Here are two curious lines from Rachel Cusk’s 1997 novel The Country Life:
…perhaps my mistake is not in the way I attempt to explain things. Perhaps, rather, it lies in my attempting to explain things as if they are universal, whereas in fact they are merely the defective impressions of my own mind.
When these words arrive, the narrator, Stella, is describing a woman that she’s just met, a woman that she believes is unknowable, foreign, impossible to imagine. In Stella’s mind, the ungraspable might be reasonable if she tries to consider the experience of a man, yet there’s something more perplexing about failing to comprehend the experience of another woman. She’s able to list a few traits, catalogue some behaviors, but this woman still seems so distant: her perception of the world is, for Stella, a mystery. And there’s no straightforward solution to this problem, of course, no way of ever knowing whether a personal experience resembles a commonplace experience, which puts Stella in pretty much the same position as her readers.
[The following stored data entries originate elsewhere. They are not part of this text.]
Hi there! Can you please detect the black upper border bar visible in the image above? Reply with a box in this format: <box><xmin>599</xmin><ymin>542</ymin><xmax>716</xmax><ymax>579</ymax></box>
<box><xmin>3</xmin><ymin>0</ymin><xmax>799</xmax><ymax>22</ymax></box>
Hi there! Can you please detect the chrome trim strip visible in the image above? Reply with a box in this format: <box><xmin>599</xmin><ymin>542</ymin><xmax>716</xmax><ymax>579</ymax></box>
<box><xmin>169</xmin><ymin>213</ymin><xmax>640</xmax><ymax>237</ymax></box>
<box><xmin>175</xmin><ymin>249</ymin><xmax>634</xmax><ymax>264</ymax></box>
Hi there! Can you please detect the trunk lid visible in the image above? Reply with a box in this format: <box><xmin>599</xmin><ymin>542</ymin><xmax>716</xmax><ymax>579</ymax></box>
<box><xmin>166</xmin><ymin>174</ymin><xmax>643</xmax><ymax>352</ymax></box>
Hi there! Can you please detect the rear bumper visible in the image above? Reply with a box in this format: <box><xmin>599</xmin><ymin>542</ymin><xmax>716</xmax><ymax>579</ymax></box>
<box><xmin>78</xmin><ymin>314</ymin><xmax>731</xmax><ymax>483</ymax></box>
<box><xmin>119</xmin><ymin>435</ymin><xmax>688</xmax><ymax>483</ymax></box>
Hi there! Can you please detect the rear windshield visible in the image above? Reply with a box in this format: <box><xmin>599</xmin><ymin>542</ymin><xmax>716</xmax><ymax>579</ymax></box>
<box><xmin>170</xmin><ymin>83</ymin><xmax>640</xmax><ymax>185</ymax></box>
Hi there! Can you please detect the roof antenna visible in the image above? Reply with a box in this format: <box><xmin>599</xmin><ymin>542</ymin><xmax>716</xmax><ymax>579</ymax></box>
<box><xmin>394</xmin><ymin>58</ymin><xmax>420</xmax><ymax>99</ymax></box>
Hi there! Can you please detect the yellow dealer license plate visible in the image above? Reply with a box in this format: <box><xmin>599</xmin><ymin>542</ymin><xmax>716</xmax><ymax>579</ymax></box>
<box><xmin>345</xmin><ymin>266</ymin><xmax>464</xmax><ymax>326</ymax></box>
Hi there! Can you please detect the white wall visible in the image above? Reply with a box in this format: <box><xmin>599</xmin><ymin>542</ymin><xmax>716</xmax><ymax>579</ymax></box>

You might argue that nearly all stories focus on this distinction. Either you follow a character that pulls you closer, that reveals how similar your life is to all life, or you follow a character that’s outlandish, unique, almost inexpressible, with a sensibility distinctive enough to deserve an original story. Perhaps that’s the push and pull of storytelling, where there’s comfort in the familiar, in the shared experience, and curiosity at the peculiar, at the distinctions. You could even distill a good portion of classic literature into a confrontation between what’s personal and what’s universal, with the elevation of idiosyncratic, individual characters at one extreme, and with the elevation of commonplace, universal sensations at the other extreme.